President Win Myint said 24,896 people jailed across the country, including 87 foreigners, would be freed unconditionally “to bring delights to the citizens of Myanmar and taking into consideration humanitarian concerns”.
The president gave no details of the crimes the prisoners were convicted of.
Zaw Zaw, a spokesman for the prisons department, told Reuters by telephone the large number being released was not linked to concern about the coronavirus,
Myanmar has reported 85 cases and four deaths from the coronavirus, which emerged in neighboring China late last year and has spread around the world.
Crowds gathered outside Insein prison in the commercial capital of Yangon on Friday hoping to greet family members, despite a ban on gatherings to prevent the spread of the virus.
Last year, about 23,000 people were freed over several days in the annual amnesty, according to state media.

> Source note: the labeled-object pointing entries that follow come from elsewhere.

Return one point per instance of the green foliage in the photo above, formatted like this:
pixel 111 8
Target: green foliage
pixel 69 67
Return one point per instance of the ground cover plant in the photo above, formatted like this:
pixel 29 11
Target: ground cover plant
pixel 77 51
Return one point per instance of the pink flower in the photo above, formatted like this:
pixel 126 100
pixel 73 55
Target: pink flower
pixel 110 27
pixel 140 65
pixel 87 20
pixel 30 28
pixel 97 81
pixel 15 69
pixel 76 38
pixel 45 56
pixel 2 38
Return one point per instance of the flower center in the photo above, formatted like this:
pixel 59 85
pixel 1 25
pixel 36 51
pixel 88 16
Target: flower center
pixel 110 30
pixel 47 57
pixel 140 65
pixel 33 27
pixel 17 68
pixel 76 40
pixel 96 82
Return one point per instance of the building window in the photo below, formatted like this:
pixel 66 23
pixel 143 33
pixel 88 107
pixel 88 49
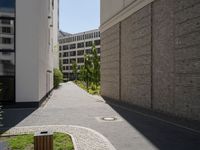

More than 8,000 were released the previous year.
It was not immediately clear whether the release would include anyone convicted in connection with acts of dissent against the government.
The prison department says there are no political prisoners in Myanmar but rights groups say dozens of people are in prison because of their political activity.
Asked if any such prisoners were among those being released, Zaw Zaw said the prison department did not put “labels” on freed prisoners.
An official at Insein prison said he did not know if any activists or dissidents were being freed.
When Nobel laureate Aung San Suu Kyi took power in 2016, after more than half a century of military rule, one of her first acts was to release hundreds of political prisoners.
“The government doesn’t actually acknowledge political prisoners but we were asked for some lists and we gave a list of over 70,” said Aung Myo Kyaw of the rights group Assistance Association for Political Prisoners (AAPP).
“We still don’t know if any of them are released,” he said.
More than 331 people were prosecuted in freedom of expression-related cases in 2019, according to human rights nonprofit group Athan.
Those behind bars include members of a satirical poetry troupe and students imprisoned last month for protesting against a government-imposed internet shutdown.
While the military retains extensive powers, activists say the civilian government has failed to use its overwhelming parliamentary majority to scrap repressive laws stifling dissent, tightening restrictions on civil society.
The AAPP says there are more than 92,000 people in Myanmar’s over-stretched prison system, with some jails operating at double or triple capacity. So the number being released would represent more than a quarter of the prison population.
The government has not released information recently about the prison population.